TLDR: A new research paper introduces an enhanced ensembling technique for Large Language Models (LLMs) that dramatically increases the trustworthiness of their responses. By allowing LLM ensembles to ‘abstain’ from answering when a dominant response doesn’t meet a variable voting threshold, the method significantly reduces hallucinations. This approach, validated in arithmetic and clinical data tasks, shows that while there might be a modest reduction in response yield and overall accuracy, the reliability of the provided answers is greatly improved, making LLMs more suitable for high-stakes applications like healthcare and data annotation.
Large Language Models (LLMs) have made incredible strides, but a persistent challenge remains: their tendency to confidently produce incorrect information, a phenomenon known as hallucination. This makes them difficult to trust in critical applications like healthcare, where accuracy is paramount. A new research paper, “INCREASING LLM RESPONSE TRUSTWORTHINESS USING VOTING ENSEMBLES”, introduces an innovative approach to tackle this issue by leveraging the power of collective intelligence through voting ensembles.
The core idea isn’t entirely new; ensembling, which involves gathering multiple responses and selecting the most frequent one, has been a known method to elicit more accurate answers. However, this paper expands on traditional ensembling by introducing a variable voting threshold. This means that an ensemble of LLMs can choose to “abstain” from providing an answer if the most dominant response doesn’t meet a predefined level of agreement among the agents. This simple yet powerful modification dramatically increases the trustworthiness of the answers that are ultimately provided.
To understand how this works, the researchers developed a theoretical framework that characterizes questions based on two key factors: deceptiveness and bewilderment. Deceptiveness refers to a question’s tendency to mislead an agent into choosing a plausible but incorrect answer. Bewilderment, on the other hand, quantifies how much a question forces an agent to guess randomly. By understanding these characteristics, the framework can predict how an ensemble will behave under different voting strategies.

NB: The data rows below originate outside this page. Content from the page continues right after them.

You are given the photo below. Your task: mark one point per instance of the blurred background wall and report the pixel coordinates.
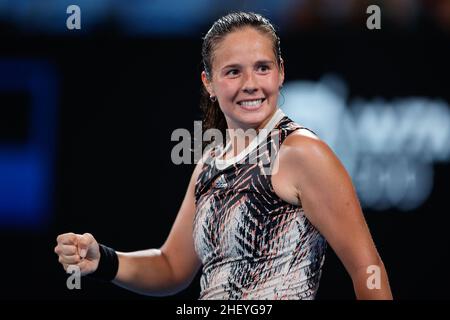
(86, 118)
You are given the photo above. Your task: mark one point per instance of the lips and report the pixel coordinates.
(251, 104)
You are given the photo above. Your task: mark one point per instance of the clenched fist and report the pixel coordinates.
(80, 250)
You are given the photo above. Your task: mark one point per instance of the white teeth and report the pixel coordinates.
(251, 103)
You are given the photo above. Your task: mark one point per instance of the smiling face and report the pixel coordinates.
(245, 78)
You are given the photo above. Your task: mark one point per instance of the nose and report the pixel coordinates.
(250, 85)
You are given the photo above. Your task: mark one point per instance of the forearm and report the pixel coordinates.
(146, 272)
(372, 283)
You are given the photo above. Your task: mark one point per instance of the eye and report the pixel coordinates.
(232, 72)
(263, 68)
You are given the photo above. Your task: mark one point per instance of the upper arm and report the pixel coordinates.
(179, 245)
(329, 200)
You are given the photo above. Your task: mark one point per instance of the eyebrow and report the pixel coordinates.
(236, 65)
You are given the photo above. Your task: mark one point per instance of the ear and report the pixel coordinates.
(207, 83)
(281, 81)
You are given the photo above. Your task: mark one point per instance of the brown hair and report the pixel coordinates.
(213, 117)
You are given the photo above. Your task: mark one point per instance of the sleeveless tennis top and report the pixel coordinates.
(253, 244)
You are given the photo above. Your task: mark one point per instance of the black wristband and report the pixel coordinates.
(108, 264)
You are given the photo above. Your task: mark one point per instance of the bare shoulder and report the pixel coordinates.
(303, 147)
(305, 162)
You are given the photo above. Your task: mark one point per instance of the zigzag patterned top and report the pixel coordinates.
(253, 244)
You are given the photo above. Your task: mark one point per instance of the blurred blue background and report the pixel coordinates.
(86, 118)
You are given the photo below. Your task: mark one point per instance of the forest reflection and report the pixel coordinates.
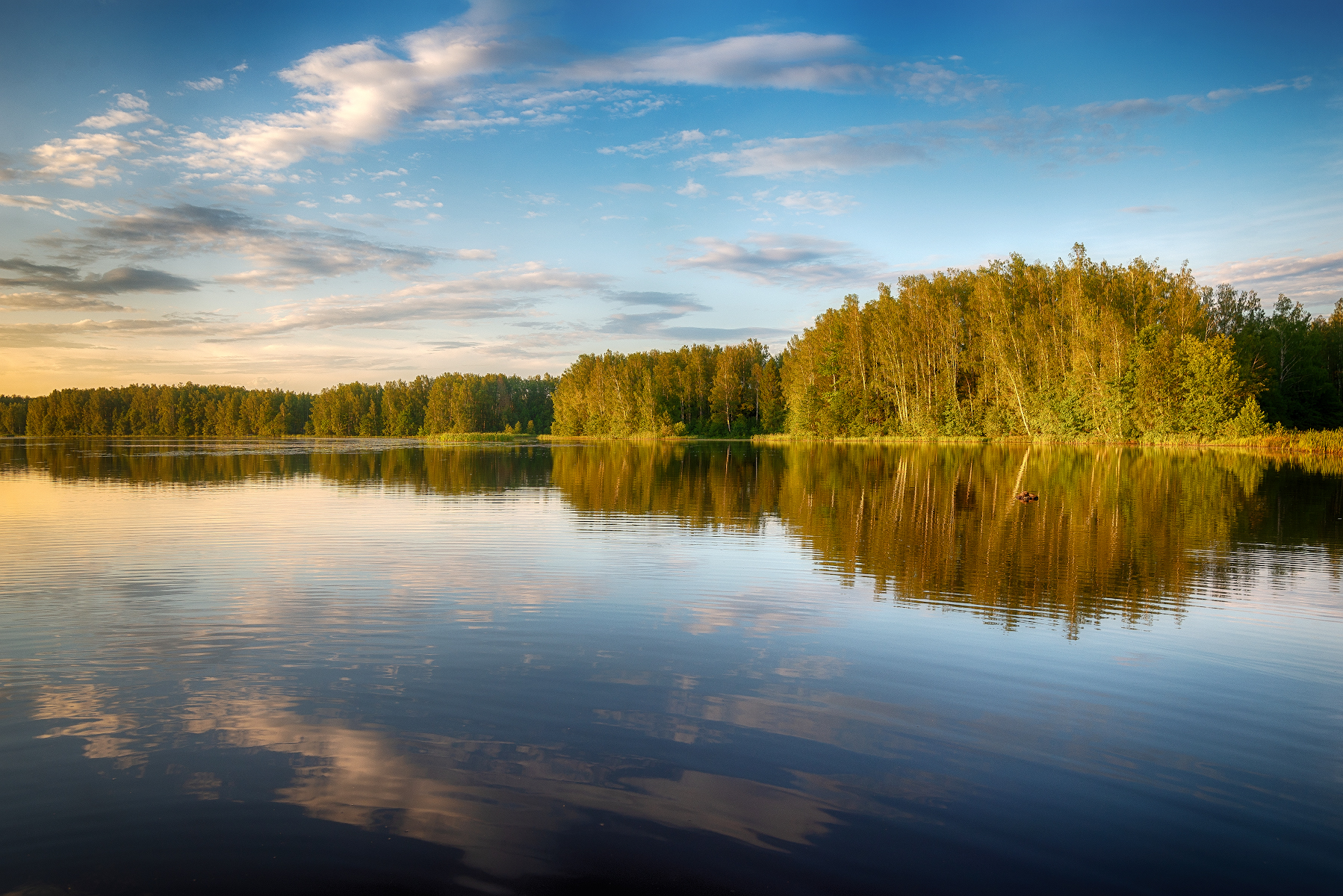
(1119, 532)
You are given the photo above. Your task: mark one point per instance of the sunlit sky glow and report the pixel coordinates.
(306, 193)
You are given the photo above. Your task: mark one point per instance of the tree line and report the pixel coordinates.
(425, 406)
(1076, 348)
(696, 390)
(1072, 349)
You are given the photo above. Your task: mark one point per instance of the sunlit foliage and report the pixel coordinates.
(698, 390)
(187, 410)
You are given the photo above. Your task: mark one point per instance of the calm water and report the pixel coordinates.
(370, 667)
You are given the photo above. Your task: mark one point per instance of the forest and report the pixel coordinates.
(425, 406)
(1072, 349)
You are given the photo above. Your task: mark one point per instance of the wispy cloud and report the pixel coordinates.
(60, 287)
(82, 161)
(128, 109)
(831, 63)
(649, 148)
(627, 188)
(1100, 132)
(288, 253)
(1302, 277)
(693, 188)
(786, 260)
(484, 72)
(825, 153)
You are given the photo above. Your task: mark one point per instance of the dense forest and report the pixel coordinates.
(696, 390)
(1077, 348)
(1072, 349)
(425, 406)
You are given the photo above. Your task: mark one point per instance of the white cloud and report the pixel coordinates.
(60, 287)
(285, 254)
(496, 293)
(833, 63)
(826, 153)
(84, 160)
(786, 260)
(55, 206)
(27, 203)
(648, 148)
(481, 73)
(819, 202)
(129, 109)
(693, 188)
(1309, 279)
(627, 188)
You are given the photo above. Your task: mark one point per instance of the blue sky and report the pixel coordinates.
(306, 193)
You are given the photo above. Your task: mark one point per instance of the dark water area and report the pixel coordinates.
(372, 667)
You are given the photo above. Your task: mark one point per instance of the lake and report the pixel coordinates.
(383, 668)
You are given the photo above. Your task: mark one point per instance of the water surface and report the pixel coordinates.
(376, 667)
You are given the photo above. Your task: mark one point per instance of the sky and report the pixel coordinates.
(305, 193)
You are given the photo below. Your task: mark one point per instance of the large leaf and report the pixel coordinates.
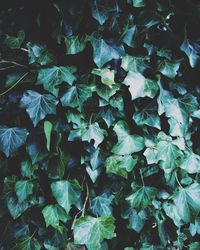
(187, 201)
(142, 197)
(52, 77)
(127, 143)
(11, 139)
(53, 214)
(37, 105)
(139, 86)
(92, 231)
(103, 52)
(66, 193)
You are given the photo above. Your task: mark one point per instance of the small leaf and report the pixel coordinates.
(127, 143)
(92, 231)
(139, 86)
(53, 214)
(52, 77)
(66, 193)
(23, 189)
(11, 139)
(142, 198)
(187, 202)
(15, 42)
(37, 105)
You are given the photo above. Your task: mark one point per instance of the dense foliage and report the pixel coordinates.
(99, 124)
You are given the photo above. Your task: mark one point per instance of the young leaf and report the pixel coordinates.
(187, 201)
(11, 139)
(37, 105)
(66, 193)
(127, 143)
(139, 86)
(92, 231)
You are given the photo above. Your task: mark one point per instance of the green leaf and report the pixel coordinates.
(136, 64)
(75, 45)
(147, 116)
(27, 243)
(169, 68)
(138, 3)
(103, 53)
(39, 54)
(191, 163)
(191, 49)
(139, 86)
(99, 11)
(15, 42)
(107, 75)
(16, 208)
(94, 132)
(48, 130)
(23, 189)
(37, 105)
(11, 139)
(120, 165)
(66, 193)
(53, 214)
(102, 205)
(142, 197)
(92, 231)
(52, 77)
(127, 143)
(75, 96)
(187, 202)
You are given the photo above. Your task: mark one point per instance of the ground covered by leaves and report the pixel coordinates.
(99, 124)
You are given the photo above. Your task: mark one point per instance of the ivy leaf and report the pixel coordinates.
(187, 202)
(53, 214)
(147, 116)
(15, 42)
(139, 86)
(142, 197)
(27, 243)
(120, 165)
(103, 53)
(192, 50)
(138, 3)
(136, 64)
(92, 231)
(39, 54)
(102, 205)
(107, 75)
(127, 143)
(23, 189)
(169, 68)
(37, 105)
(66, 193)
(75, 96)
(94, 132)
(11, 139)
(51, 77)
(16, 208)
(99, 11)
(75, 45)
(191, 163)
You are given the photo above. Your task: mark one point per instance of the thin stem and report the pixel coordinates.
(142, 178)
(86, 200)
(178, 180)
(15, 84)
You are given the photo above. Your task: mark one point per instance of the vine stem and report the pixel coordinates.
(178, 180)
(142, 178)
(15, 84)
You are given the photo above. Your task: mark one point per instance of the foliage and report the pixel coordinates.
(99, 124)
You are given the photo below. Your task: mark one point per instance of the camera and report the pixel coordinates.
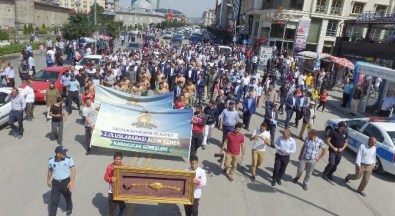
(221, 157)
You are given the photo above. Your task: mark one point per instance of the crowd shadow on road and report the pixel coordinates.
(100, 202)
(47, 200)
(269, 189)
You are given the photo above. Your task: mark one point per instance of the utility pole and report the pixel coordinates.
(94, 15)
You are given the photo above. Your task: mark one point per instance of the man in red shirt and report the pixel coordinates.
(234, 142)
(109, 177)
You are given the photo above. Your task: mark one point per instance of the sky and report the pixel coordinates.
(191, 8)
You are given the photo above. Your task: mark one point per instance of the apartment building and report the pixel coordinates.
(83, 5)
(278, 22)
(208, 18)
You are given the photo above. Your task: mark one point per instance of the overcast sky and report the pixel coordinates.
(191, 8)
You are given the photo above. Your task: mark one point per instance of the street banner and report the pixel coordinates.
(113, 96)
(166, 132)
(302, 34)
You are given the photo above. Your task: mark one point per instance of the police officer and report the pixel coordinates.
(61, 175)
(337, 141)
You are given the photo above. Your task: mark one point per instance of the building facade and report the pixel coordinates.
(277, 22)
(17, 13)
(208, 18)
(84, 5)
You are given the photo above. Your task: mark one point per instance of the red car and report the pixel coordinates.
(43, 78)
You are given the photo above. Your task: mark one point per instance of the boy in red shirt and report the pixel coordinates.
(234, 142)
(109, 177)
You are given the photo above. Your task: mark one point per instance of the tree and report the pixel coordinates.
(25, 30)
(4, 35)
(79, 26)
(30, 28)
(106, 22)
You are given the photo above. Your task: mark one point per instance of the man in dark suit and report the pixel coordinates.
(249, 108)
(271, 118)
(200, 84)
(301, 102)
(289, 108)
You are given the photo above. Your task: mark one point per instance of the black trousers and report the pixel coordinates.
(333, 162)
(112, 205)
(298, 115)
(88, 136)
(246, 119)
(345, 99)
(196, 142)
(16, 116)
(11, 82)
(60, 188)
(29, 110)
(70, 97)
(192, 210)
(280, 165)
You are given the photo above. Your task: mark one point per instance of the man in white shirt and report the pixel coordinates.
(29, 99)
(260, 138)
(199, 181)
(366, 158)
(30, 62)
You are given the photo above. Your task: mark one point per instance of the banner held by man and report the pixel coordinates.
(165, 132)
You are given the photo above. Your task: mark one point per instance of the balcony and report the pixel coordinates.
(321, 9)
(331, 32)
(336, 11)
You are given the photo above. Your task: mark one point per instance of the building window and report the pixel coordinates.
(336, 7)
(357, 8)
(321, 6)
(331, 29)
(381, 9)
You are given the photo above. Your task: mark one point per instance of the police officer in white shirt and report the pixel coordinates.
(366, 158)
(60, 178)
(199, 181)
(260, 138)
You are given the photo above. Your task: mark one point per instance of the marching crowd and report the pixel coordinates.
(218, 86)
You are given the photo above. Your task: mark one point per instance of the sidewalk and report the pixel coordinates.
(334, 101)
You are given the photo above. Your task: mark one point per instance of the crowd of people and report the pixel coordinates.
(218, 87)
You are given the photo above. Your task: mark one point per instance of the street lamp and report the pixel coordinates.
(234, 22)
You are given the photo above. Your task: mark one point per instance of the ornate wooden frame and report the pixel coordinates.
(153, 185)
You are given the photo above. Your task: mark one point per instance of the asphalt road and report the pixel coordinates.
(24, 167)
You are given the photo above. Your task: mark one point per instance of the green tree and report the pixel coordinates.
(106, 22)
(25, 30)
(4, 35)
(30, 28)
(79, 25)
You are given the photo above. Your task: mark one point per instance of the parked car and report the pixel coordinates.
(194, 39)
(43, 78)
(5, 108)
(134, 46)
(88, 59)
(360, 129)
(168, 35)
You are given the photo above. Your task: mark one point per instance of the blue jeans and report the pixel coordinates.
(16, 116)
(226, 130)
(289, 116)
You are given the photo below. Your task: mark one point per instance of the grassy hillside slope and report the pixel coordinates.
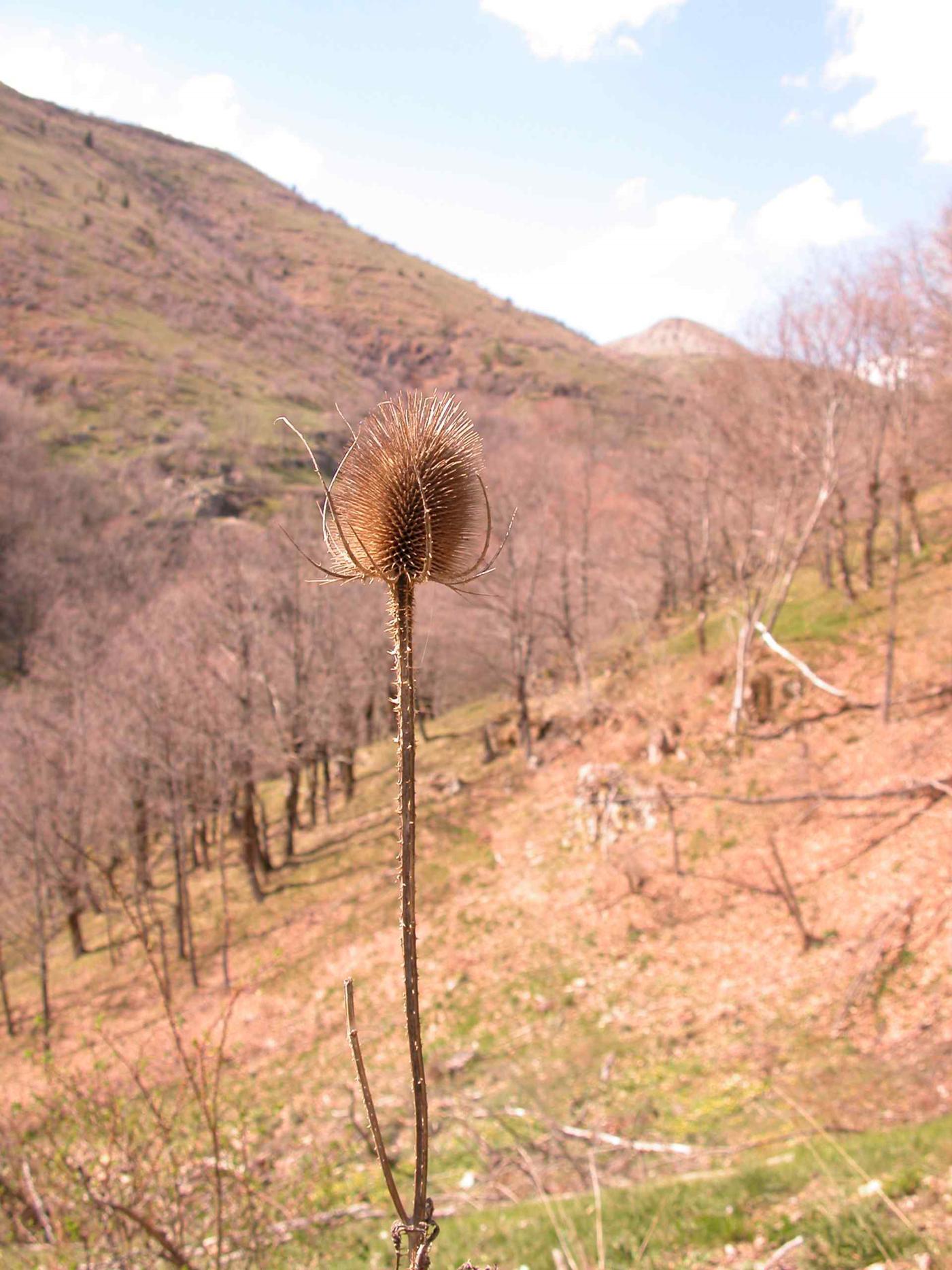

The performance of these voting ensembles is evaluated based on three criteria: accuracy (the probability of a correct response), trust (the probability that any consensus answer is correct), and yield (the probability that a question receives a consensus answer). The findings show a clear trade-off: while increasing the voting threshold (making the ensemble more restrictive) can lead to a slight reduction in overall response yield and accuracy, it significantly boosts the trustworthiness of the answers that are given. This makes the approach particularly valuable for fields requiring a high degree of certainty, even if it means not every question receives an automated answer.
The theoretical results were validated through experiments in two distinct domains: arithmetic problem-solving and clinical-note question-answering. In arithmetic, ensembles of the Llama3-70B-instruct model were tasked with multi-digit multiplication and order-of-operations problems. The results consistently demonstrated that while ensembling didn’t always improve accuracy over a single model, it substantially increased trust, especially with more restrictive voting. Even when using Chain-of-Thought (CoT) prompting, which generally improves LLM performance, the benefits of the ensembling approach for trust remained evident.
For clinical applications, Llama3-8B-instruct models were used to extract specific patient characteristics from echocardiogram reports. Here too, ensembling led to stable or marginally improved accuracy, but most notably, a significant increase in trust across all features extracted. For instance, the trust for Left Ventricular Ejection Fraction (LVEF) increased from 0.94 to 0.98, and for Mitral Regurgitation (MR) from 0.70 to 0.93, with more restrictive voting schemes.
Also Read:
- How AI Models Express Their Confidence: A Look at Uncertainty in Argumentative Language Models
- Unlocking Latent Reasoning in LLMs with Temperature Scaling
This work highlights that voting ensembles offer a practical and effective method for quantifying and mitigating uncertainty in LLM responses. By allowing models to abstain when consensus is low, this approach provides a valuable tool for deploying LLMs in high-stakes environments where reliability is paramount, helping to bridge the gap between advanced AI capabilities and real-world trust requirements.